Foto: Jürgen Trittin (über dts Nachrichtenagentur)
Foto: Jürgen Trittin (über dts Nachrichtenagentur)

Jürgen Trittin hat sich für die deutschen Bürger noch nie interessiert. Er ist ein reiner Machtpolitiker, der es jetzt unerträglich findet, dass sich eine neue Volkspartei erhoben hat und für die Interessen der Bürger kämpfen will. Von daher sind seine jüngsten Äußerungen auch entsprechend zu interpretieren. Die dts-Nachrichtenagentur vermeldet:

Ex-Grünen-Fraktionschef Jürgen Trittin sieht eine Machtperspektive seiner Partei künftig nur noch in lagerübergreifenden Regierungskoalitionen, an denen sowohl linke als auch konservativ-liberale demokratische Parteien beteiligt sind. „Wenn man verhindern will, dass die rechtspopulistische AfD Einfluss in einer Regierung bekommt, sind aktuell nur lagerübergreifende Koalitionen möglich“, sagte Trittin der „Rheinischen Post“ (Montagsausgabe). „Deshalb ist es klüger, wenn die Grünen Bestandteil dieser lagerübergreifenden Koalitionen sind, als dass es andere sind“, sagte der Parteilinke.

Das verkenne nicht, dass die Grünen auch weiterhin eine größere programmatische Nähe zur SPD hätten als zur Union. „Nur ist das bei diesen Mehrheitsverhältnissen eine rein akademische Frage.
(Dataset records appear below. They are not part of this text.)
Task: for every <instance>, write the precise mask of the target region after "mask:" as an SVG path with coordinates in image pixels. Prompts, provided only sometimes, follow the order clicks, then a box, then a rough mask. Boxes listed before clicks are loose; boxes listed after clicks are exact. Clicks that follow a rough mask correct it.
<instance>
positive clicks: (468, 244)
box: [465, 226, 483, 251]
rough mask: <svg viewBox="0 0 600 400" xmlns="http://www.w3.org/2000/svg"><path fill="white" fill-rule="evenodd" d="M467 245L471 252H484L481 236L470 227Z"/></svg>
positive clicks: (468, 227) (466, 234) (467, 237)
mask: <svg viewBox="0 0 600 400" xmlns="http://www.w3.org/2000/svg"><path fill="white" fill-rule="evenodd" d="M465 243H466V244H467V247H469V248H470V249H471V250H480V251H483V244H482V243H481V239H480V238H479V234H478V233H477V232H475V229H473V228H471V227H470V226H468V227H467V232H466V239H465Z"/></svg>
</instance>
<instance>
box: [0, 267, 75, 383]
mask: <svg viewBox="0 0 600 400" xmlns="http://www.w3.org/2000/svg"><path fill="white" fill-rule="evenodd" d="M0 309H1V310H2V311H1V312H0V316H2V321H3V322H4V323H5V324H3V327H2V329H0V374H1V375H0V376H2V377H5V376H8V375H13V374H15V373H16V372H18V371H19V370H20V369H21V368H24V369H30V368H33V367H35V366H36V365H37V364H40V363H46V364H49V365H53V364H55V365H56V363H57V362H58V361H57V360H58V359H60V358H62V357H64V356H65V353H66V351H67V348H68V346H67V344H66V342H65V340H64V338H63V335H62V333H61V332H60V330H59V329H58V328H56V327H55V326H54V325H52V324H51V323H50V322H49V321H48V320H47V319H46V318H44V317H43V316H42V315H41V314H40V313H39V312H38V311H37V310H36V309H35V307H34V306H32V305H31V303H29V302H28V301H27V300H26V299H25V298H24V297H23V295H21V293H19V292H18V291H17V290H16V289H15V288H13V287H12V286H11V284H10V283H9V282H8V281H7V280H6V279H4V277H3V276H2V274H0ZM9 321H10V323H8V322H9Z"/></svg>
Nach dem jetzigen Stand haben wir uns sogar weiter von rot-rot-grünen Mehrheiten entfernt“, sagte der frühere Spitzenkandidat.

„Und zwar rechnerisch wie inhaltlich, wenn ich die Linkspartei sehe“, so Trittin.

Damit wird deutlich, dass es überhaupt keine Unterschiede mehr gibt zwischen den Grünen und der CDU.